選択肢のキーワードから、以下の通り分類できます。 ・ア:問題分析と課題定義(なぜシステムが必要か?)→ 企画プロセス ・イ:利害関係者のニーズ定義 → 要件定義プロセス ・ウ:処理時間などの性能指標の設定 → 要件定義プロセス(システム要件定義) ・エ:性能やセキュリティ仕様の文書化 → 要件定義プロセス(システム要件定義)
企画プロセスとは何か
企画プロセスは、情報システム構築の入り口です。経営戦略や部門の課題に基づき、「既存業務にどんな問題があり、それをシステムでどう解決すれば利益や効率が生まれるか」という投資対効果(ROI)を検討します。
ここで重要なのは、具体的なシステム構成(サーバーのスペックやプログラムの言語など)を考えることではなく、「ビジネス上の目的を達成するために、システム化の対象範囲をどこにするか」を明確にすることです。
なぜこの分類が試験で重要なのか
ITパスポート試験において、この工程の分類は頻出です。実務の現場では、この企画段階をおろそかにしたまま開発に入ってしまうと、「作ってみたものの、実は現場が抱える本当の問題とはズレていた」という致命的な失敗を招きます。
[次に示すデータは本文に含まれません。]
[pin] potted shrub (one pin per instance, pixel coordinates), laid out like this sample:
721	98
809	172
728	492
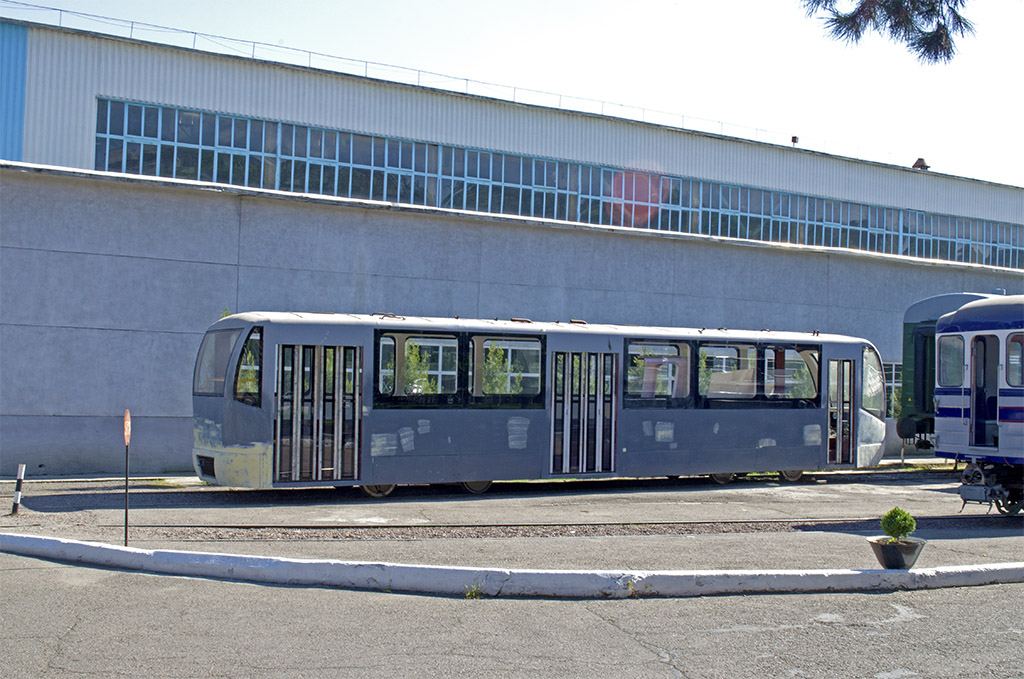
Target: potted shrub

要件定義プロセス以降は「何を作るか」「どう作るか」を具体化する作業ですが、企画プロセスは「そもそも、それを作る意味があるのか」という問いに対する答えを出す作業です。この違いを理解しているかどうかが、システムエンジニアやITを活用するビジネスパーソンとしての適性を問うポイントになっています。
各プロセスの流れを整理する
システム開発は通常、以下の順序で進行します。
- 企画:経営課題の発見、投資の判断、プロジェクトの立ち上げ
- 要件定義:何を実現するシステムにするか、必要な機能や性能の定義
- 開発:設計・実装・テスト
- 運用:サービス公開後の維持・監視
- 保守:バグ修正や改修
本問の選択肢イ・ウ・エは、すべて要件定義プロセスに含まれる「具体的なシステム要件」の話です。企画段階では、「どのような機能が必要か」よりも一歩手前の「どの課題を解決すべきか」に焦点が当てられているという点に注目してください。